10. Provisioning Server
When any new request comes for VDI, the delivery controller sends information to the provisioning server and it provides a new VDI.
This dynamically allocates IP to VDI. When the provisioning server spins up a new VDI, free IP will be assigned via DHCP.
It is a virtualized layer where VDI will be provisioned. It can be Xen, VMware, or Hyper-V.
13. VDA (Virtual Delivery Agent)
The VDA enables the virtual or physical machine of the site to register with the Controller, which allows the machine and the resources it is hosting to be made available to users.
Opening Communication Ports Between Components
During setup, you need to open communication ports between components. Below are the major ones to remember.
- NetScaler Gateway: 80/443
- StoreFront UI: 80
- Delivery controller: 80
- Citrix License server: 2700/7279
- Provisioning server: 6910-6930
- Microsoft SQL database: 1433
- Active Directory: 389/636
- DNS: 53
How the User Gets VDI
If your organization provides Citrix VDI, you must be wondering how Citrix allocates VDI to you without any manual intervention. When you log off and log in again, you get the same session that you were in earlier. We will learn how the user gets VDI.
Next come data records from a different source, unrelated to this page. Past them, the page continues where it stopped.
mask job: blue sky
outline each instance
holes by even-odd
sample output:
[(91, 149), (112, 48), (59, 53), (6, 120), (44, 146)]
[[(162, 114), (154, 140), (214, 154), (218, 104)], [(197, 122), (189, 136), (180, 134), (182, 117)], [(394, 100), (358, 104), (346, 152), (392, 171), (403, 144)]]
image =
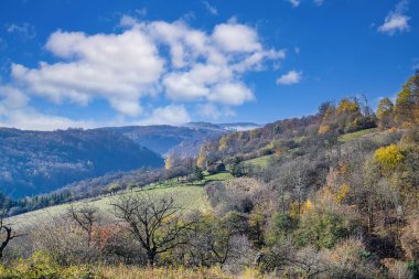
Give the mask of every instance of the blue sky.
[(419, 67), (418, 1), (3, 0), (0, 126), (270, 122)]

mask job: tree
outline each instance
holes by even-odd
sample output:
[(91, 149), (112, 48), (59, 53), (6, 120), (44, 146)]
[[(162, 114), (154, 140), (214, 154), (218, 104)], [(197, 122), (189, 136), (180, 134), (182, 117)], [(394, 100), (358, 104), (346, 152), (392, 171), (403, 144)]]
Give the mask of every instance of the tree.
[(204, 173), (202, 172), (202, 169), (200, 167), (195, 165), (193, 173), (194, 173), (195, 180), (204, 179)]
[(378, 128), (387, 129), (393, 126), (394, 105), (388, 97), (379, 100), (378, 108), (377, 108), (377, 118), (378, 118)]
[(186, 233), (195, 224), (182, 218), (182, 208), (171, 196), (120, 195), (111, 205), (115, 216), (127, 223), (133, 238), (147, 251), (149, 266), (155, 264), (159, 254), (187, 244)]
[(419, 72), (406, 82), (397, 95), (395, 117), (402, 127), (419, 122)]
[(3, 257), (3, 251), (6, 247), (9, 245), (10, 240), (12, 240), (15, 237), (19, 237), (21, 235), (18, 235), (10, 224), (4, 223), (7, 216), (7, 210), (3, 206), (2, 212), (0, 213), (0, 236), (1, 236), (1, 244), (0, 244), (0, 258)]
[(379, 148), (374, 153), (374, 161), (379, 164), (385, 175), (394, 172), (401, 164), (404, 158), (396, 144)]

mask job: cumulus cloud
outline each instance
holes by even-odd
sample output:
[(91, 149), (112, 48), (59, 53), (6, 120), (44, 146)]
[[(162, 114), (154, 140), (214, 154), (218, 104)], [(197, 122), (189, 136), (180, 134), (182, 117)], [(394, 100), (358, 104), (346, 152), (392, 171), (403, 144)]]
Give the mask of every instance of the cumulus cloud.
[(288, 2), (290, 2), (292, 4), (292, 7), (299, 7), (300, 6), (300, 0), (288, 0)]
[(139, 30), (109, 35), (57, 31), (46, 49), (65, 61), (33, 69), (13, 64), (12, 76), (57, 104), (87, 105), (104, 97), (117, 111), (137, 116), (139, 98), (152, 92), (163, 72), (155, 45)]
[(382, 33), (387, 33), (394, 35), (398, 32), (407, 32), (410, 30), (409, 20), (405, 13), (408, 10), (408, 1), (401, 0), (397, 3), (396, 9), (390, 11), (386, 19), (384, 20), (383, 25), (378, 26), (378, 31)]
[(93, 128), (94, 121), (75, 121), (42, 114), (29, 106), (29, 97), (12, 86), (0, 86), (0, 127), (28, 130), (55, 130), (72, 127)]
[(14, 33), (24, 40), (36, 36), (35, 26), (29, 24), (28, 22), (7, 24), (6, 31), (8, 33)]
[[(12, 64), (12, 77), (28, 93), (58, 105), (87, 106), (100, 98), (122, 116), (139, 117), (143, 98), (158, 94), (176, 103), (240, 106), (255, 99), (243, 75), (286, 57), (284, 51), (264, 46), (256, 29), (235, 20), (205, 32), (182, 20), (139, 22), (125, 15), (120, 26), (121, 32), (109, 34), (58, 30), (45, 44), (57, 62), (40, 62), (34, 68)], [(184, 107), (158, 108), (155, 114), (170, 115), (174, 108), (186, 112), (179, 119), (189, 119)], [(173, 118), (153, 112), (148, 119)]]
[(277, 84), (291, 85), (300, 83), (302, 72), (290, 71), (277, 79)]
[(314, 4), (318, 7), (322, 6), (323, 2), (324, 2), (324, 0), (314, 0)]
[(207, 1), (203, 1), (203, 4), (205, 6), (205, 9), (213, 15), (217, 15), (218, 14), (218, 10), (217, 8), (215, 8), (214, 6), (210, 4)]
[(141, 120), (140, 125), (183, 125), (191, 118), (183, 105), (169, 105), (153, 109), (151, 115)]

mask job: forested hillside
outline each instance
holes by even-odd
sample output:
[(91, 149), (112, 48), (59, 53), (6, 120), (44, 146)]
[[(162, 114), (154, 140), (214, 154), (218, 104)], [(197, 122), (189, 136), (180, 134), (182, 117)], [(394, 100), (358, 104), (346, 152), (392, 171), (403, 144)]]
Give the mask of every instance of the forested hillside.
[(157, 153), (105, 130), (0, 128), (0, 185), (14, 197), (51, 192), (107, 172), (162, 165)]
[[(61, 192), (75, 203), (4, 223), (28, 235), (4, 235), (0, 275), (416, 279), (418, 125), (419, 73), (376, 111), (326, 101), (164, 169), (86, 180)], [(40, 198), (0, 201), (10, 213)]]

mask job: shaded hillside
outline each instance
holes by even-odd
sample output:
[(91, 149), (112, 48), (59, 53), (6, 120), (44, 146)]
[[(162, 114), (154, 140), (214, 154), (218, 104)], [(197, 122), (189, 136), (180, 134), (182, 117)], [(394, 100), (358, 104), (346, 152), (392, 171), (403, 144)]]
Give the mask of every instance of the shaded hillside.
[(202, 143), (217, 139), (226, 132), (221, 127), (174, 127), (169, 125), (111, 127), (100, 130), (117, 131), (136, 143), (160, 154), (175, 152), (194, 155)]
[(107, 172), (162, 165), (154, 152), (106, 130), (1, 128), (0, 153), (0, 185), (12, 196), (50, 192)]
Overall there are three stages that occur when users access a (shared/dedicated) desktop or (shared) application. I will explain each stage in detail here.
1. User Login Stage
When the user accesses NetScaler gateway URL, a web form will be presented to him. The user puts his credential in, and NetScaler shares this info to Active Directory to authenticate the user. Once the user is authenticated, the request will be forwarded to the storefront. Now storefront needs info about which desktop or application is assigned to this user hence it checks with the delivery controller. At this stage, the delivery controller reaches to Active directory to get group membership of users. Based on that, it connects with SQL DB and gets info about which desktop or application is allocated to the user. The delivery controller converts the data into XML format and shares it with a storefront. StoreFront read an XML file and publishes a desktop or application to the user.
2. VDI Access Stage
When the user clicks on the desktop, the request goes to the storefront via NetScaler. StoreFront asks the delivery controller where the desktop is hosted. The delivery controller already has information on VDI. Normally, VDI installs on hypervisors like Xen, VMware, or Hyper-V. It generates a ticket and stores information of VDI like ticket number, IP address, hostname, etc. This ticket has been shared with StoreFront. It reads the info in the ticket and creates an ICA (Independent Computing Architecture) file and shares it with the user. At this point, an ICA file gets downloaded automatically on the user’s personal desktop.
3. VDI Launch
When the user clicks on the ICA file, it starts spinning, and the request again goes to NetScaler Gateway. However, this time NetScaler directly contacts the delivery controller and informs that the user is ready to access VDI. The delivery controller checks the ticket again and gives an IP address to NetScaler to connect to VDI. Once the session is established, the delivery controller connects with the license server and checks whether VDI has a correct license or not, as well as applies a session policy on VDI.
This is how the user gets VDI allocated by the system.
I hope this information has been helpful in order to know Citrix’s environment better.